In a recent exclusive interview with Fight Hype, former two-time unified heavyweight champion Anthony Joshua, he gave us some insight into his mindset, his upcoming rematch with Dillian Whyte, and his perspective on the state of heavyweight boxing.
“What does beating Dillian White for the second time in our rematch do for you at this stage of your career and your legacy?”
The 34-year-old boxer replied,
“Training when you’re fighting someone that’s on your mind every day…you train, so it does a lot for my preparation. If I win in spectacular fashion, I think it’s a massive confidence booster.”
Questioned about the apparent downturn in heavyweight boxing’s fortunes compared to the overall boom in boxing, Joshua opined,
“The rest of the top five – Fury, Wilder, Usyk, Ruiz – none of these guys have even fought so far this year. The division has changed a bit… people are taking time out.”
He suggests that the shift towards heavier weights and increased media scrutiny might be causing some boxers to take a break.

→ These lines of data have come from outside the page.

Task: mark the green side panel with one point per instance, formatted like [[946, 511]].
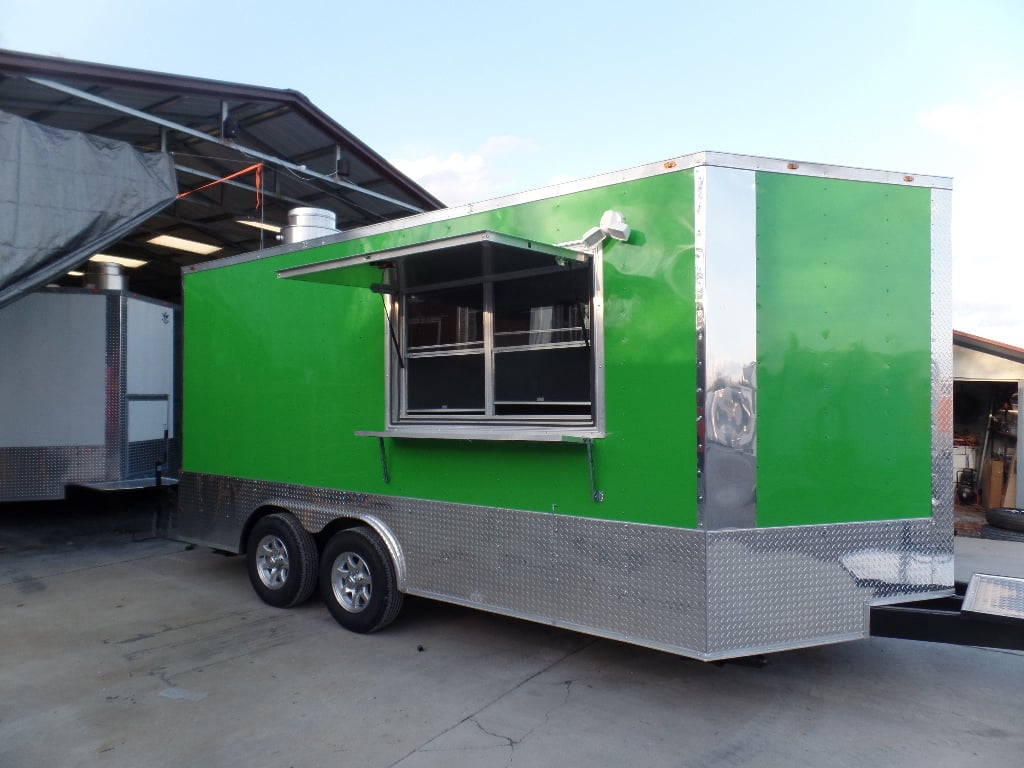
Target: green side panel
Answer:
[[280, 374], [844, 351]]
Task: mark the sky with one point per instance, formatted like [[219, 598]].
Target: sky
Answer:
[[478, 99]]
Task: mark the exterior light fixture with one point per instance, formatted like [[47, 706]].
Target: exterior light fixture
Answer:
[[122, 260], [181, 244]]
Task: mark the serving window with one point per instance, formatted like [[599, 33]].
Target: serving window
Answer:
[[511, 346], [488, 336]]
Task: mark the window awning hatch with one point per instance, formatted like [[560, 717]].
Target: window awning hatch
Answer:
[[449, 261]]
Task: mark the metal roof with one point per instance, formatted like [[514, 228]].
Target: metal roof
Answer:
[[988, 346], [213, 129]]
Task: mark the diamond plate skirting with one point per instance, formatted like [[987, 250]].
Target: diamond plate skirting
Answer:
[[707, 595]]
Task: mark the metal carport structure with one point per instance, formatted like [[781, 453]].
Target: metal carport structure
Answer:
[[212, 129]]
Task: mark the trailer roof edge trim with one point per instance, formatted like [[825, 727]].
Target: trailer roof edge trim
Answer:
[[670, 165]]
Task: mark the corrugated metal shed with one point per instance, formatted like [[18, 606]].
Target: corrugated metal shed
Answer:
[[213, 129], [976, 358]]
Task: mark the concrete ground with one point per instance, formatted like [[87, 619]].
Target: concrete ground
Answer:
[[117, 649]]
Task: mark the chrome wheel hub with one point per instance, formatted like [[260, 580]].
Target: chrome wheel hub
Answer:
[[351, 582], [271, 562]]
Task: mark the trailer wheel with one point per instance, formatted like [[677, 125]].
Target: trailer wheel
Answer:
[[1007, 517], [357, 581], [282, 560]]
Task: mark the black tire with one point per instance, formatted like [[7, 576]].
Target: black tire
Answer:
[[991, 531], [282, 560], [358, 582], [1007, 517]]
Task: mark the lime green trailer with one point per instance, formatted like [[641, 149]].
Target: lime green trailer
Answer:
[[701, 406]]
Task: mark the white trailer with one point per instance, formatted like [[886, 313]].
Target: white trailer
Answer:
[[87, 392]]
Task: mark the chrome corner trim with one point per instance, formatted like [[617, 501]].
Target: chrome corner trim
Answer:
[[942, 366], [727, 344], [699, 265]]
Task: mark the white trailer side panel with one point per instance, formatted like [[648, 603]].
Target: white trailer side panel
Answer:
[[52, 371]]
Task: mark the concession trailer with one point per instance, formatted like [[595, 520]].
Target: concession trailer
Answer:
[[702, 406]]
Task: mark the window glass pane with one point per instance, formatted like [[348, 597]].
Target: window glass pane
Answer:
[[551, 308], [536, 381], [450, 383], [451, 318]]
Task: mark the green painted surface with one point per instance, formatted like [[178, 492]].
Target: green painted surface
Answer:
[[844, 324], [279, 374]]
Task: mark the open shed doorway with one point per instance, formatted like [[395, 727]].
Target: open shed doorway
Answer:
[[985, 450]]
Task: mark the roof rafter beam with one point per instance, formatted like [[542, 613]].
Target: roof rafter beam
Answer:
[[224, 142]]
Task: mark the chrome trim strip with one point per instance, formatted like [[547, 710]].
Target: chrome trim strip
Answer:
[[942, 368], [700, 268], [728, 227], [671, 165]]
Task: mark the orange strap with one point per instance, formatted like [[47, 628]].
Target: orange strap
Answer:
[[258, 168]]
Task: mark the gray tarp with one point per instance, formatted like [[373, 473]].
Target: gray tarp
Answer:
[[65, 196]]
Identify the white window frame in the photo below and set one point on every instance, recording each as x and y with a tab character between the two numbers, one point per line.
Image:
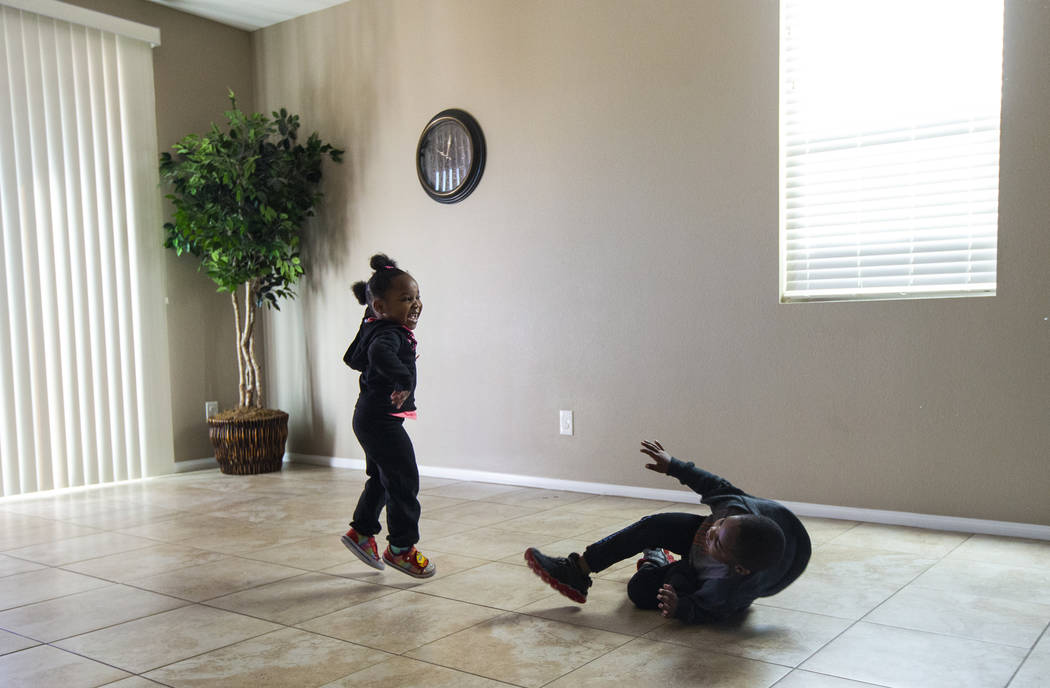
889	166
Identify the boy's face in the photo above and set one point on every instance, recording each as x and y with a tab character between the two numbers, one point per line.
720	539
401	304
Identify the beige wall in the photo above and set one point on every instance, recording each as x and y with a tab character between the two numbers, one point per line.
620	258
196	62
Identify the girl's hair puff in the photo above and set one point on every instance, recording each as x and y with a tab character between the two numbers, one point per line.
385	271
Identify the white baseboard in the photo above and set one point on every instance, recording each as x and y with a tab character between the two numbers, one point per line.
195	464
930	521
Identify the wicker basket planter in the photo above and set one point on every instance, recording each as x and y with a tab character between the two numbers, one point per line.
247	446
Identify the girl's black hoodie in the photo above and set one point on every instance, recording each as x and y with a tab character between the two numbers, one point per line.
385	354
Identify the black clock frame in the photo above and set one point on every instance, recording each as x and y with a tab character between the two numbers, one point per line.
477	162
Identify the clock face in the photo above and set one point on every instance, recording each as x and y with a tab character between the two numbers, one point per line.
450	157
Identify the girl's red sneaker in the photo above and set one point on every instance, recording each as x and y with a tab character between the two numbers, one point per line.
412	562
364	548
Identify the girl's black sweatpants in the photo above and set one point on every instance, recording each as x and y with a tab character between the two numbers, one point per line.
672	532
393	479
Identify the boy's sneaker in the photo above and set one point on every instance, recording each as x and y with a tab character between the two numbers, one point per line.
364	548
412	562
655	558
563	574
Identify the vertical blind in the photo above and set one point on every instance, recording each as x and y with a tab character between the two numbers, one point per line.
84	393
889	116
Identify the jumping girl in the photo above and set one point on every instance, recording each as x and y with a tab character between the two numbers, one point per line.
384	352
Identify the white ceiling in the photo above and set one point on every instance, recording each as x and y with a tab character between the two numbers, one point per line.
249	15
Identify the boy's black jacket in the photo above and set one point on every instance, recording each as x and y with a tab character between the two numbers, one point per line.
385	354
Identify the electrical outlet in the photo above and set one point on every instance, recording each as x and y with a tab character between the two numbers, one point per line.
565	422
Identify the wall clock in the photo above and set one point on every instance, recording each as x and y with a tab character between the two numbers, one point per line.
450	155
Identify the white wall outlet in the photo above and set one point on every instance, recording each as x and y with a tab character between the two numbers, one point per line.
565	422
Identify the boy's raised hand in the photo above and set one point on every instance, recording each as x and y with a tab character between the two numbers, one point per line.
662	460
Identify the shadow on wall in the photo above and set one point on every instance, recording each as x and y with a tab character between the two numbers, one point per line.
329	71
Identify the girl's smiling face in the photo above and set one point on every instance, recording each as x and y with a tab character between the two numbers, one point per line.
401	303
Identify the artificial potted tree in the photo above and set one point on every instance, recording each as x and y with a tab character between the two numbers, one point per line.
240	200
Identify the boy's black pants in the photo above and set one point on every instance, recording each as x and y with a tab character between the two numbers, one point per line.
390	462
672	532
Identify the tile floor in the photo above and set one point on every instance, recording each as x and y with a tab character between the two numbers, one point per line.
211	580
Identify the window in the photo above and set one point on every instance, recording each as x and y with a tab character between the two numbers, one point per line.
889	128
84	376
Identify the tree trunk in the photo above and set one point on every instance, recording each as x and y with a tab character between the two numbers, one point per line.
245	349
242	382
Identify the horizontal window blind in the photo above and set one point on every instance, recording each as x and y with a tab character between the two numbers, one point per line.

When asked about his future plans and ensuring Wilder and Fury are next on his fight list, Joshua responded,
“Winning and losing just bring bargaining power to the negotiation table, but it should never dictate whether you fight a fighter or not because everyone’s still got a chance. So, I’ll fight these guys for sure.”
On Errol Spence’s recent loss, Joshua revealed,
“I believe that’s not the Errol we know. But I think they should have confidence in themselves knowing in the rematch, if they get whatever happened in the training camp right, they’ll be able to give Bud a much tougher fight.”
He suggests that Spence’s loss may not have been entirely due to lack of skill but could have been influenced by factors during the training camp. However, he is confident that Spence will bounce back.
“Errol didn’t land on his back, he got stopped on his feet…Run it back, let’s go again. I think they should definitely go again. I don’t think he should retire.”
“I rate Terence Crawford before this fight but he’s an elite fighter and so is Errol.”
Lastly, asked to compare the boxing culture between the UK and the US, Joshua said,
“America just has so much more history…a lot of the people from the era passed information on which is still around today…I think they work a lot harder.”
He acknowledges that the UK has had its share of boxing stars, but America’s deep history in the sport, coupled with its intense work ethic, seems to give it an edge.